They returned a long time later – A day? Three days? – and took him and the others out again. They unlocked the chains that bound their feet so that they could walk more freely, and pushed them back into the corridor. They met with more captives outside, though none of them spoke in greeting. The men of the silver skull walked up and down beside them with whips and rods, striking any who dallied. The captives were pushed through the long halls and corridors of new-built wood that still smelled like fresh-cut pine and cypress, and then out into the open air.

  It was morning. The mist and fog were thick, so thick that they lay over the island like a blanket and repelled the sun’s light. Samson, slowly regaining his wits, looked at the other captives nearest him; the pounding in his head receded enough to allow for thought, however stunted.

  He knew immediately, though the thought was dull and sluggish, that the other captives were from all across the land of Aeon: they had skin that ranged from the pale white of old Caelron stock to the dark hue of Archipelagans, none of whom, Samson was relieved to see, were men he recognized from Gol.

  None of them were women, either – that much was certain and easy to tell. He realized too that this group was smaller than the group he’d come with, and that many of the men looked, if not healthy, at least alive and strong. They were all tall, some even taller than him, and many looked as though they’d put up a hell of a fight in being taken: several had serious wounds that looked newly healed.

  There was no sign of that fight in them now.

  They marched out into the forest, over rocky terrain that cut their bare feet, and by the time they’d walked several miles, even Samson’s sea-hardened soles were red and raw. When they finally did stop, he wished that they had continued walking. With simple instruction and the threat of whips and cudgels should they talk, they were set to work felling the huge trees of the isle’s deciduous forest.

  Samson didn’t know how long he spent there. The mist kept the sun away, and washed everything in a cold, endless gray light. They were fed – gruel that was barely better than nothing – and watered, and all the while forced to continue on. Samson kept up with the work, but his mind was blank. He acted and reacted, but the horror of the situation made it impossible to contemplate fully.

  Finally, his hands raw and blistered by the heavy wood of the axe he’d been wielding and his limbs shaking with fatigue, he and the others were led back to the fortress through the falling night. They were fed and watered once more – gruel again, but this time Samson ate it eagerly – and thrown back into their cells.

  The next day was the same, and so too the day after that. In fact, time seemed to have stalled and stuck in place: that first day seemed simply to repeat itself, over and over again. Soon, Samson had lost all track of time, and he knew only the freezing cold of night and the painful labor of day. All of his effort went into the bone-breaking work in order to avoid the whips and cudgels; and when he was returned to his cell to sleep at night, he wept silently, aching and shivering.

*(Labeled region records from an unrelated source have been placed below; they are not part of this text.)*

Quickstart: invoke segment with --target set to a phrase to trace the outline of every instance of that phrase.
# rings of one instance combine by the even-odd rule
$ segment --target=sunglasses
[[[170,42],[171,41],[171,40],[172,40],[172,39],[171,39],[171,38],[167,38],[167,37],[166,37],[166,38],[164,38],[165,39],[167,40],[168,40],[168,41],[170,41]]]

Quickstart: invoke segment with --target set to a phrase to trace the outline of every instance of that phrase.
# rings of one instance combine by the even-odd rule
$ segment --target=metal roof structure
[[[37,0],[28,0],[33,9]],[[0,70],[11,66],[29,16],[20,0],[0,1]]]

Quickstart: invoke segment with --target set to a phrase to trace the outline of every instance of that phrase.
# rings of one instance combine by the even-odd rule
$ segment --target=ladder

  Days passed into weeks and nothing changed. He hoped at first for rescue, hoped that the Great Ships that Prince Rewlyn had promised would come and break the power of his captors, but it never happened. As he lay in his cell at night, trying to find sleep though his whole body ached and throbbed no matter how he turned or lay or curled up on his filthy patch of straw, he clutched desperately at that hope, telling himself that the possibility was real, that it truly did exist. But with every day that slipped by, with each hour of breaking rocks and cutting trees and hauling wood, the hope receded, like the sun setting inescapably over the horizon.

  The only change of any kind was that the pain in his head lessened with each successive day. Soon it was gone for good, and his thoughts, though fogged by fatigue and despair, were mostly lucid. He noticed changes outside of himself: that the season was changing from deep winter with the pelting rains, stinging hail, and consuming fog, to a lighter air that signaled spring; he noticed that the slaves were being forced to work steadily up the mountain, cutting trees as they went; and he noticed that the men he worked with were broken, body and spirit.

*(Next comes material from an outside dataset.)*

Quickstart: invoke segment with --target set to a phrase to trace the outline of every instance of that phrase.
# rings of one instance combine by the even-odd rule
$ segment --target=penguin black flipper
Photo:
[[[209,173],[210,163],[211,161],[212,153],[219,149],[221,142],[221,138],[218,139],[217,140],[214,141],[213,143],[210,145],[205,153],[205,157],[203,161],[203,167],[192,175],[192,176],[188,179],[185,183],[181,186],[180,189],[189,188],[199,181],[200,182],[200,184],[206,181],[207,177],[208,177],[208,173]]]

  It was this last that most affected him. He could bear his own punishment – he was young and strong, and his body could take the beatings. But some of the others were older – even by a few years – and if they slowed or stopped or faltered, they were whipped back to work with merciless cruelty. Those who couldn’t be goaded, though – those who had faltered out of such extreme exhaustion that they had no energy left to force their limbs to move – were beaten bloody and then cast aside, where they lay, dead or dying, until someone came to drag them away.

  Samson watched this when it happened, for it happened at least once a day. It seemed important that he watch it, even if no one else did. It seemed important that someone witness the dying – that someone witness these poor men’s last moments.

  Something deep and strong began to fill him. And every time he saw a man beaten to death by one of their captors – by Scarred Face, the one who smiled as he did it; by Funny Boy, the one who laughed; by Stone, the one who hacked at flesh the way the captives hacked at tree wood – he felt it fill him even more. It was an ugly, red, pulsating thing – a formless entity that pushed out from the center of his stomach and consumed him inch by inch, feeding on him as it gave him strength.

  He’d been empty since his brother’s death. He hadn’t been able to admit it – had tried actively to hide it, in fact – but looking back now, he couldn’t keep it from himself. The endlessly repetitive work forced him into an uncomfortable state of self-reflection, and though he was careful to track the movements of his captors, he had time for musings such as he never had before. He examined himself and that emptiness, and this new thing growing inside him, as if they were strange rocks he had come upon on a distant shore. It was something harder than hope, something sharper than anger, and something deeper than both.

  Solom’s death had begun it. It had eaten away the innocence of the boy he’d been – an innocence that had survived even the death of his father. His father’s death had been horrible, but it had made sense. It had fit into the framework of his life, and so he had been able to deal with it and process it. His father had died as many others had died – on the open sea. A hard death, but a good death – a sailor’s death and a fisherman’s death, and the death his father no doubt would have wanted. A death earned by a life of hard work doing what a man was meant to do: fighting the elements, pushing beyond the body’s limits, bringing home food and profit from dangerous shores.

  But Solom’s death had been a useless death.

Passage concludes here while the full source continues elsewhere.